Manusia dan Keadilan
MANUSIA DAN KEADILAN
Pengertian Keadilan, Keadilan menurut Aristoteles adalah kelayakan
dalam tindakan manusia. Kelayakan diartikan sebagai titik tengah
antara kedua ujung ekstrem yang terlalu banyak dan terlalu sedikit.
Kedua ujung ekstrem ini menyangkut dua orang atau benda. Bila kedua
orang tersebut mempunyai kesamaan dalam ukuran yang telah ditetapkan,
maka masing-masing orang harus memperoleh benda atau hasil yang sama,
kalau tidak sama, maka masing – masing orang akan menerima bagian yang
tidak sama, sedangkan pelangggaran terjadap proporsi tersebut disebut
tidak adil.
Keadilan oleh Plato diproyeksikan pada diri manusia sehingga yang
dikatakan adil adalah orang yang mengendalikan diri dan perasaannya
dikendalikan oleh akal. Socrates memproyeksikan keadilan pada
pemerintahan. Menurut Socrates, keadilan akan tercipta bilamana warga
Negara sudah merasakan bahwa pemerintah sudah melakukan tugasnya
dengan baik. Mengapa diproyeksikan kepada pemerintah ? sebab
pemerintah adalah pimpinan pokok yang menentukan dinamika masyarakat.

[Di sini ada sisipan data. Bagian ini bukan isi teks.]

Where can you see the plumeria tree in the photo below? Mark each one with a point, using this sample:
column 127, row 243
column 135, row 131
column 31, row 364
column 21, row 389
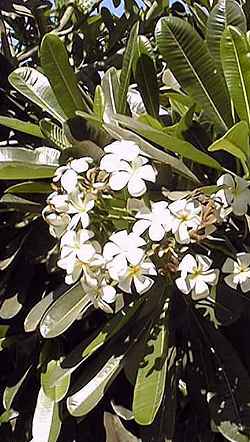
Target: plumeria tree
column 125, row 260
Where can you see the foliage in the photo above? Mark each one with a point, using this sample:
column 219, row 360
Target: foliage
column 162, row 364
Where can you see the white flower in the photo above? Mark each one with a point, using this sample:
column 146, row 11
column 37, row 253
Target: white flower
column 68, row 175
column 157, row 220
column 79, row 206
column 58, row 223
column 127, row 167
column 78, row 254
column 239, row 271
column 138, row 274
column 99, row 292
column 196, row 276
column 235, row 193
column 186, row 217
column 123, row 248
column 58, row 202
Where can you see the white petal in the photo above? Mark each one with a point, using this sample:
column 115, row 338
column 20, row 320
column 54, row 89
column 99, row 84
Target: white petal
column 244, row 259
column 200, row 290
column 230, row 280
column 142, row 283
column 118, row 180
column 69, row 180
column 204, row 262
column 228, row 266
column 188, row 264
column 140, row 226
column 156, row 232
column 136, row 186
column 183, row 285
column 147, row 173
column 108, row 294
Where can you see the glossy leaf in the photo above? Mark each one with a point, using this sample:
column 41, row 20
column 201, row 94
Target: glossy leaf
column 46, row 423
column 194, row 68
column 236, row 67
column 30, row 187
column 35, row 86
column 59, row 389
column 235, row 141
column 150, row 150
column 84, row 400
column 55, row 63
column 55, row 134
column 169, row 143
column 10, row 392
column 127, row 69
column 63, row 312
column 223, row 14
column 21, row 126
column 83, row 352
column 22, row 163
column 145, row 75
column 151, row 376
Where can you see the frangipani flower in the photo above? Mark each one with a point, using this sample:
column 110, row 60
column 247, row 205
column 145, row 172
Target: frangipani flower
column 196, row 276
column 127, row 167
column 79, row 206
column 239, row 271
column 186, row 217
column 138, row 274
column 123, row 248
column 235, row 193
column 99, row 292
column 68, row 175
column 157, row 220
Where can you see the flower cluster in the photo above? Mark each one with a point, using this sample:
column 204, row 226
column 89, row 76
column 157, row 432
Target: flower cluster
column 158, row 235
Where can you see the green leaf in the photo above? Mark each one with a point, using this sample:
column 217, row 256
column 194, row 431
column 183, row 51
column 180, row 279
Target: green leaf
column 84, row 400
column 21, row 126
column 235, row 141
column 151, row 377
column 110, row 329
column 55, row 134
column 63, row 312
column 35, row 86
column 145, row 75
column 99, row 102
column 46, row 421
column 10, row 392
column 111, row 87
column 22, row 163
column 194, row 68
column 127, row 69
column 224, row 13
column 30, row 187
column 169, row 143
column 236, row 67
column 56, row 392
column 152, row 151
column 55, row 63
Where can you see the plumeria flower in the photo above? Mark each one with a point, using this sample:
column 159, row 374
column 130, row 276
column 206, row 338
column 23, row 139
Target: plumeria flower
column 127, row 167
column 139, row 275
column 157, row 220
column 235, row 193
column 58, row 202
column 79, row 205
column 68, row 175
column 239, row 271
column 99, row 292
column 196, row 276
column 58, row 223
column 123, row 248
column 186, row 217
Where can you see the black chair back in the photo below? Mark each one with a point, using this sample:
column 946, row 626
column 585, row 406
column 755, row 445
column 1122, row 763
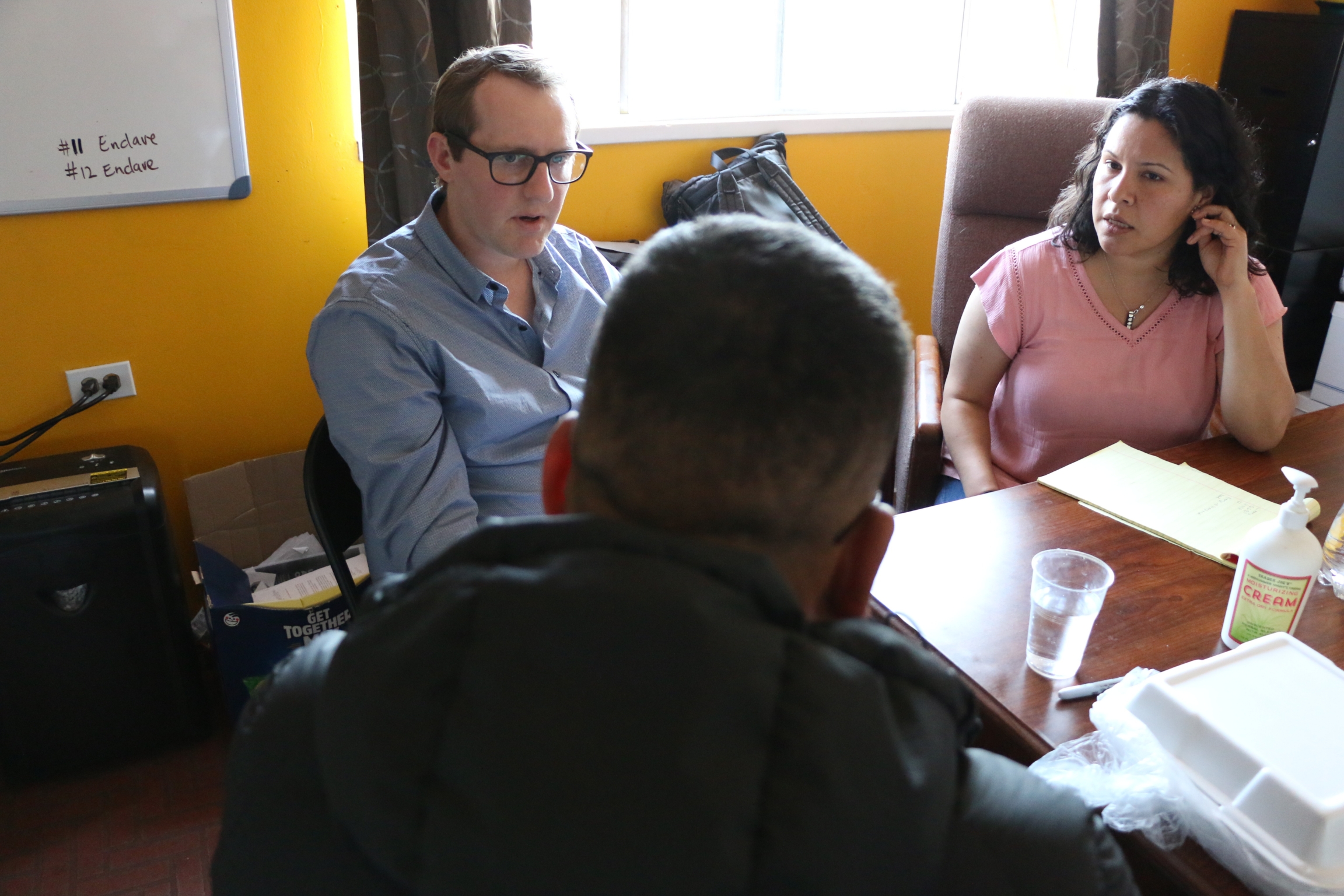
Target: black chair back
column 335, row 506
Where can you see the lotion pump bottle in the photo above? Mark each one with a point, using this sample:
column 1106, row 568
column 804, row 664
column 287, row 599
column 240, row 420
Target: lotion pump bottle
column 1280, row 561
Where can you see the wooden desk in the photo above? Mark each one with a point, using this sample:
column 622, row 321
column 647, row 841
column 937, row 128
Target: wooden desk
column 961, row 573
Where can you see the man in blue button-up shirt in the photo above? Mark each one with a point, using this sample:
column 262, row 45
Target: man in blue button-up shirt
column 448, row 349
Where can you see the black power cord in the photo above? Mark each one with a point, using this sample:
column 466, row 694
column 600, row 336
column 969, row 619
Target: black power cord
column 93, row 394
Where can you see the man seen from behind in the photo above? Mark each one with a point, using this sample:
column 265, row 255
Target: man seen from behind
column 667, row 687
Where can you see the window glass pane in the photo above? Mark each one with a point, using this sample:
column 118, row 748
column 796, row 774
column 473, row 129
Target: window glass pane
column 870, row 55
column 702, row 58
column 584, row 39
column 733, row 58
column 1028, row 49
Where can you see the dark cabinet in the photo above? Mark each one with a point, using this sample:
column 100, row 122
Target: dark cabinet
column 1284, row 72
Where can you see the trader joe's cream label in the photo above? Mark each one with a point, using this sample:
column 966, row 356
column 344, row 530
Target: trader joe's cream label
column 1266, row 604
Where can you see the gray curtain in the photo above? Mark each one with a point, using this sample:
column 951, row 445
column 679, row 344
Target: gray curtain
column 404, row 46
column 1132, row 43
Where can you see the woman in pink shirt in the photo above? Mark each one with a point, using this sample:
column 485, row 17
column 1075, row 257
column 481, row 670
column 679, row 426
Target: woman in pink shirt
column 1136, row 315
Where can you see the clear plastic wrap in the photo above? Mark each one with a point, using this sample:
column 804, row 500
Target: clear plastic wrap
column 1122, row 769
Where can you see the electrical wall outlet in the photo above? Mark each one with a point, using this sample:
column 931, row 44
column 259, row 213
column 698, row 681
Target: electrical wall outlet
column 120, row 369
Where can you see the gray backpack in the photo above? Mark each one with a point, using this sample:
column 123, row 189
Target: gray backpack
column 752, row 180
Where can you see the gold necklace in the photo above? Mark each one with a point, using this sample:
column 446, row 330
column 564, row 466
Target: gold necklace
column 1129, row 312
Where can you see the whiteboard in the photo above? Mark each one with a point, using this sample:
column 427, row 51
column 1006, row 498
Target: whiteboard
column 118, row 103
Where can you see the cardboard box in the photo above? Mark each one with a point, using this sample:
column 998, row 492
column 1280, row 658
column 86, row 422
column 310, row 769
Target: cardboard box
column 240, row 515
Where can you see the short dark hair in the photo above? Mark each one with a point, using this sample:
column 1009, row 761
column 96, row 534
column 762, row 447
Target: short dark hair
column 1218, row 152
column 453, row 108
column 746, row 383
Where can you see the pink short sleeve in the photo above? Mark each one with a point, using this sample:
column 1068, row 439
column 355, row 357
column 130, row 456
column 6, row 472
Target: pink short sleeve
column 999, row 290
column 1272, row 307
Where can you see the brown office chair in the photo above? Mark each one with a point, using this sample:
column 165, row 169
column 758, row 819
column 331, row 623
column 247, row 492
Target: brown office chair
column 1007, row 163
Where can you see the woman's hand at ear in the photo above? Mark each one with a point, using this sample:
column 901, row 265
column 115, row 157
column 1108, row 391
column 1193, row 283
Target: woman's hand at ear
column 1253, row 384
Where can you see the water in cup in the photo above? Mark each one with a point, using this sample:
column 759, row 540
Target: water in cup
column 1068, row 590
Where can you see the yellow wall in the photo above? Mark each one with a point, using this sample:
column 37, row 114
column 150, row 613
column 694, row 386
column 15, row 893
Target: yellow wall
column 209, row 301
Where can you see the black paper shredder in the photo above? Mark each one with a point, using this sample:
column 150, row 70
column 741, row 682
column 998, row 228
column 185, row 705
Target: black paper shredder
column 97, row 663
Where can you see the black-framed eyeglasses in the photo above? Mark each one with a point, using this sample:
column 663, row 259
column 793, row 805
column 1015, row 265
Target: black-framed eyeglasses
column 512, row 169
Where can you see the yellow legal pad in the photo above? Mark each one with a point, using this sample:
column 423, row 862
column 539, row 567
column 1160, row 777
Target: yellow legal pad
column 1188, row 508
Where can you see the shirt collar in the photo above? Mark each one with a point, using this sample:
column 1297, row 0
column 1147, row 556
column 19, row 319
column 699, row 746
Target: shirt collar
column 474, row 282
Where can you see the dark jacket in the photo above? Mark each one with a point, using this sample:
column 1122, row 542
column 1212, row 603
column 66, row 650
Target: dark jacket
column 576, row 706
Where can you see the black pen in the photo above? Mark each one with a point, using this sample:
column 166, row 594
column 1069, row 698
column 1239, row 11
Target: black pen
column 1078, row 692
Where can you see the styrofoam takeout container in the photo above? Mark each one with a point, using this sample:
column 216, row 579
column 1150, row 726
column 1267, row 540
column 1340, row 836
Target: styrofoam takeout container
column 1261, row 731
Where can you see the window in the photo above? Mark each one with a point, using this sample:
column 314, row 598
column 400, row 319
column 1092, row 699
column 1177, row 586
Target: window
column 634, row 61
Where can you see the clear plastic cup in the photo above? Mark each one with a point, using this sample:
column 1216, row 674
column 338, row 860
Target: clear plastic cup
column 1068, row 589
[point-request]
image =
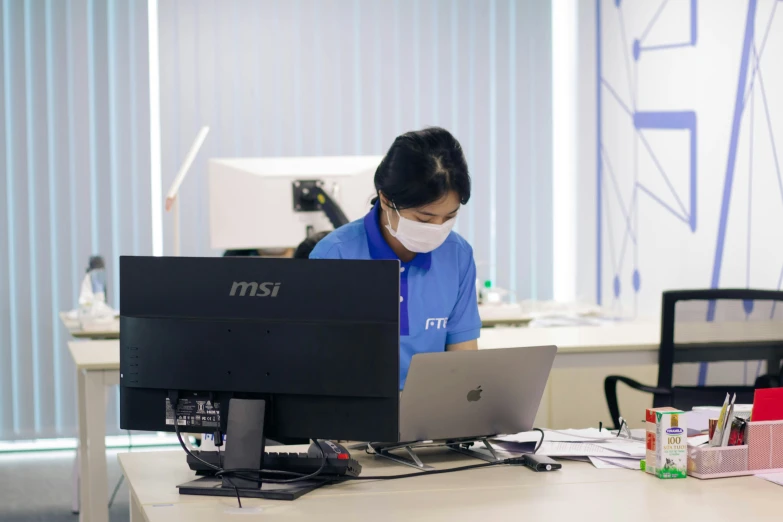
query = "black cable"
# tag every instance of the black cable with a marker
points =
(239, 472)
(538, 446)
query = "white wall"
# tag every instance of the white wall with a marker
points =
(318, 77)
(657, 225)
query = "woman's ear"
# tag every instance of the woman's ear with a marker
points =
(384, 200)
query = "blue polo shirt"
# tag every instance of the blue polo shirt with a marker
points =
(437, 290)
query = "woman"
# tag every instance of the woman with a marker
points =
(421, 185)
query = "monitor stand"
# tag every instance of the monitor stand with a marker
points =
(246, 431)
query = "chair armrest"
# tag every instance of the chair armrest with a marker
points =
(610, 391)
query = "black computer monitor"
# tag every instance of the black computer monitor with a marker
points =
(316, 340)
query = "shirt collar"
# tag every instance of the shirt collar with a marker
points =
(380, 249)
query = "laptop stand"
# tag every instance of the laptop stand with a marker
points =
(461, 446)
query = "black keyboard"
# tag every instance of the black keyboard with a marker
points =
(282, 461)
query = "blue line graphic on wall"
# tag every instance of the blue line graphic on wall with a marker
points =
(640, 121)
(751, 92)
(638, 44)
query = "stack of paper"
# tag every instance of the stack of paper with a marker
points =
(603, 448)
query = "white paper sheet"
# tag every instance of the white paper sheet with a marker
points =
(775, 478)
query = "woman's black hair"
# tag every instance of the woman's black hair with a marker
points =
(421, 167)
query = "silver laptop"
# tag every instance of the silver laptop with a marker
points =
(471, 394)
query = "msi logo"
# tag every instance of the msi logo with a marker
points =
(252, 289)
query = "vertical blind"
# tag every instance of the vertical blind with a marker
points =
(334, 77)
(74, 147)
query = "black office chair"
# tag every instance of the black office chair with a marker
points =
(701, 326)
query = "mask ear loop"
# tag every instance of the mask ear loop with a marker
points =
(388, 218)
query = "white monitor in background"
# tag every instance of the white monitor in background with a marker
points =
(251, 200)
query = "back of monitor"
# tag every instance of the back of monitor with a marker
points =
(251, 203)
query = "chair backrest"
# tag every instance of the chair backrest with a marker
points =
(719, 326)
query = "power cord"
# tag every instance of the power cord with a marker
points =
(247, 474)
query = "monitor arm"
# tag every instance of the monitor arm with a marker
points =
(309, 196)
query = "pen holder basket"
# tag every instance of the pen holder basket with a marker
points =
(762, 453)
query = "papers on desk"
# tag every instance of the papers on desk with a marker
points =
(603, 448)
(775, 478)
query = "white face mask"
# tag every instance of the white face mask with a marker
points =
(419, 237)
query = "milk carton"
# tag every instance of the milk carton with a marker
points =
(651, 437)
(671, 444)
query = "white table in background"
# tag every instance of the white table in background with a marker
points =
(624, 343)
(577, 492)
(97, 366)
(107, 330)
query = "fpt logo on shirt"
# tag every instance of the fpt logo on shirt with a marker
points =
(436, 322)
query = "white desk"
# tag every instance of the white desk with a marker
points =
(577, 492)
(97, 366)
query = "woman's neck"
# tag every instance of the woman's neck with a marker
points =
(405, 255)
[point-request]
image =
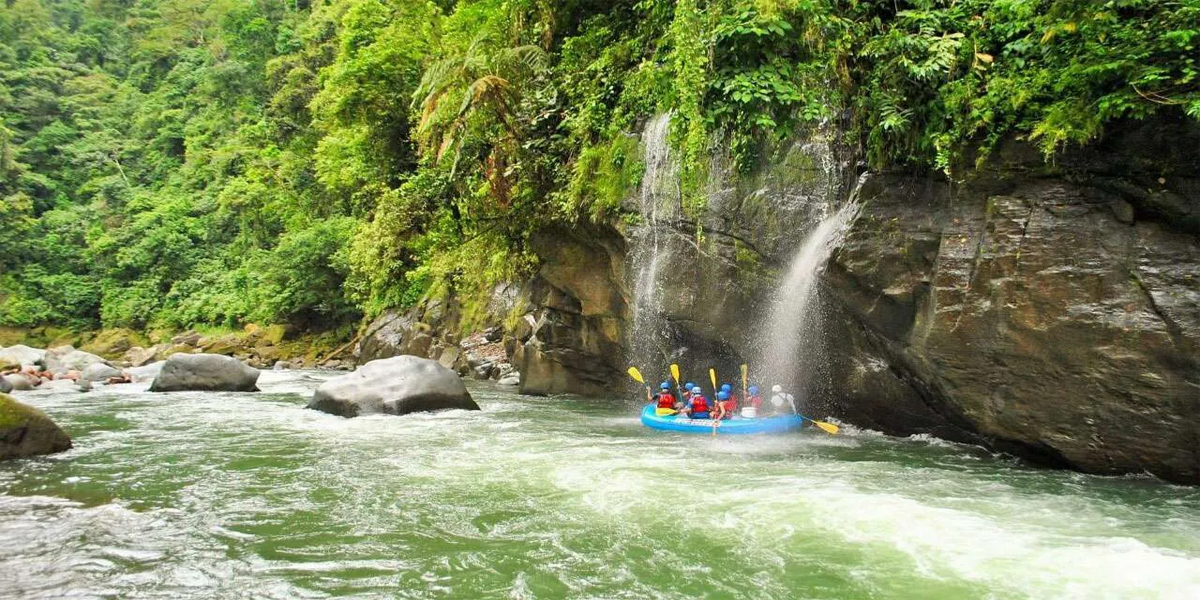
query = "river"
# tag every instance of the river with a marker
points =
(253, 496)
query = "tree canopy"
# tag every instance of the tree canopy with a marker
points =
(178, 162)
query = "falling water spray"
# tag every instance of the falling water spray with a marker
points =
(793, 352)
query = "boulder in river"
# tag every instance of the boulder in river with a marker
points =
(145, 372)
(99, 372)
(65, 358)
(23, 355)
(27, 431)
(205, 372)
(138, 357)
(18, 382)
(396, 385)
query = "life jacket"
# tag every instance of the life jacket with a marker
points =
(666, 400)
(731, 405)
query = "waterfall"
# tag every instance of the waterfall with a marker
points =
(658, 203)
(792, 346)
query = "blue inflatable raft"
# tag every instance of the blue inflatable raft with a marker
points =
(676, 423)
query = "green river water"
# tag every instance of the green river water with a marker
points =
(253, 496)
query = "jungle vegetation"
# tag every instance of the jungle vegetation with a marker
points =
(166, 163)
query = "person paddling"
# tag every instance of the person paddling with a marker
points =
(724, 408)
(730, 405)
(685, 395)
(753, 405)
(697, 407)
(666, 401)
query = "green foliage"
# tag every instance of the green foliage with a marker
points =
(689, 65)
(604, 175)
(169, 163)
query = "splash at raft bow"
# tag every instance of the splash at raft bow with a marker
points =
(657, 417)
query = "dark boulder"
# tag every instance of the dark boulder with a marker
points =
(396, 385)
(204, 372)
(27, 431)
(18, 382)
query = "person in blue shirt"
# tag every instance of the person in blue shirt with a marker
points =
(697, 407)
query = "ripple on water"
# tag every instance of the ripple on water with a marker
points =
(252, 496)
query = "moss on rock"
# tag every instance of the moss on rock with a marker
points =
(27, 431)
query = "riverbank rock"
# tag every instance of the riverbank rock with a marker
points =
(99, 372)
(145, 372)
(139, 357)
(205, 372)
(27, 431)
(112, 343)
(396, 385)
(18, 382)
(65, 358)
(23, 355)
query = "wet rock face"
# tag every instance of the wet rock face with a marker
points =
(1038, 315)
(204, 372)
(396, 385)
(27, 431)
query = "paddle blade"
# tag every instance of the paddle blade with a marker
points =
(828, 427)
(636, 375)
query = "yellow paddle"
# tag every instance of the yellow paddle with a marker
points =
(712, 375)
(828, 427)
(745, 371)
(637, 377)
(675, 375)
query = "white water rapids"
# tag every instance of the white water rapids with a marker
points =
(228, 496)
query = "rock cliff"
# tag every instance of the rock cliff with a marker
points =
(1049, 310)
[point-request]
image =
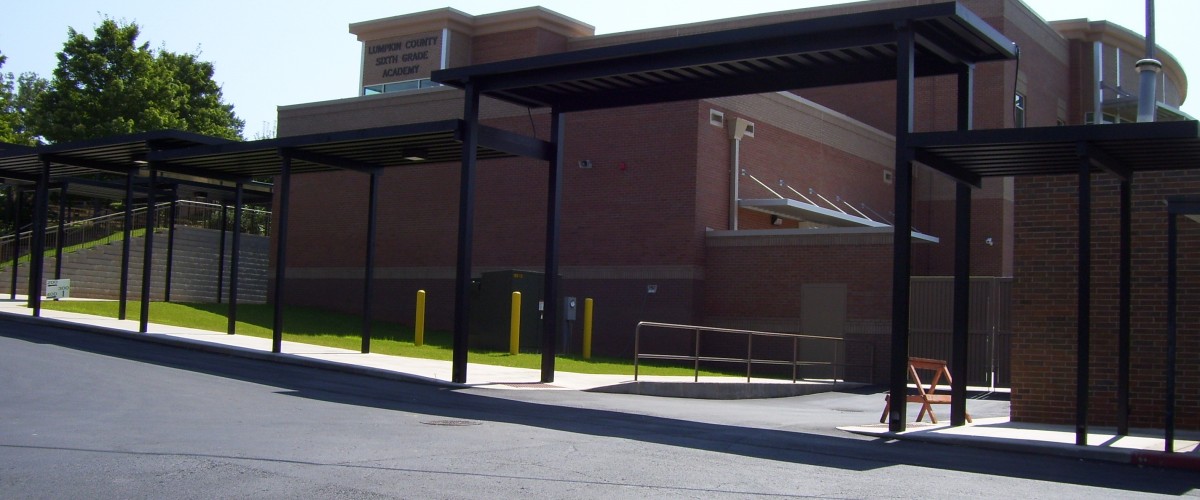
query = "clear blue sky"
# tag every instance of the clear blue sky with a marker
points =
(270, 53)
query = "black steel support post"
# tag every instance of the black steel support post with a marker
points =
(61, 232)
(127, 234)
(553, 208)
(1171, 311)
(225, 224)
(171, 247)
(281, 251)
(232, 327)
(148, 253)
(901, 259)
(369, 267)
(15, 196)
(466, 233)
(37, 239)
(1125, 306)
(1084, 323)
(960, 342)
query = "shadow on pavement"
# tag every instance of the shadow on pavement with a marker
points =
(455, 407)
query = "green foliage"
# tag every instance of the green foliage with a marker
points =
(337, 330)
(111, 85)
(17, 98)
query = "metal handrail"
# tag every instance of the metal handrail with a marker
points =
(749, 360)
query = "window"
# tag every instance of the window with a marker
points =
(399, 86)
(717, 118)
(1019, 110)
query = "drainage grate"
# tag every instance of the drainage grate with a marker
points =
(453, 422)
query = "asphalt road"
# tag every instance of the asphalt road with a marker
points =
(84, 415)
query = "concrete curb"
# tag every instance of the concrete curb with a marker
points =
(1183, 461)
(233, 350)
(721, 391)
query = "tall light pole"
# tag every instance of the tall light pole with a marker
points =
(1149, 67)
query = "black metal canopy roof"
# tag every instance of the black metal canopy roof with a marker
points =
(111, 154)
(354, 150)
(208, 160)
(1121, 148)
(829, 50)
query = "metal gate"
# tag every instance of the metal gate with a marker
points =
(931, 319)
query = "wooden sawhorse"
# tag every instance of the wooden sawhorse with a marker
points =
(925, 396)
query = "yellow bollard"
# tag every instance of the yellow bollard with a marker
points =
(587, 329)
(419, 325)
(515, 325)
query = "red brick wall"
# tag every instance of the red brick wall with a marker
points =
(1045, 301)
(753, 279)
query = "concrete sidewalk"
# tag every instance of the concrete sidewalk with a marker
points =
(1140, 447)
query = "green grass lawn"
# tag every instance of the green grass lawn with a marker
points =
(339, 330)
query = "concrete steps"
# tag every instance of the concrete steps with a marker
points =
(96, 272)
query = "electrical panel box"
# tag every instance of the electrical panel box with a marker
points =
(491, 307)
(569, 307)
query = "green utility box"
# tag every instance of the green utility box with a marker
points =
(491, 307)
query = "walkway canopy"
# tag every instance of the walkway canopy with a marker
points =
(217, 164)
(885, 44)
(1120, 150)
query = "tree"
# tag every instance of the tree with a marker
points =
(112, 85)
(17, 98)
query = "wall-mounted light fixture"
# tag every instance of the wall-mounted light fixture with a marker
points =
(415, 155)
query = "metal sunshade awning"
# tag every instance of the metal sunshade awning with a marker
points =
(84, 157)
(436, 142)
(805, 211)
(831, 50)
(1121, 148)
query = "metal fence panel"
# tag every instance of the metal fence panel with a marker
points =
(931, 317)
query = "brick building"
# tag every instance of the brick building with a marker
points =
(647, 190)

Kong Hu Cu berpendapat bahwa keadilan terjadi apabila anak sebagai
anak, bila ayah sebagai ayah, bila raja sebagai raja, masing-masing
telah melaksanakan kewajibannya. Pendapat ini terbatas pada
nilai-nilai tertentu yang sudah diyakini atau disepakati.
Menurut pendapat yang lebih umum dikatakan bahwa keadilan itu adalah
pengakuan dan pelakuan yang seimbang antara hak-hak dan kewajiban.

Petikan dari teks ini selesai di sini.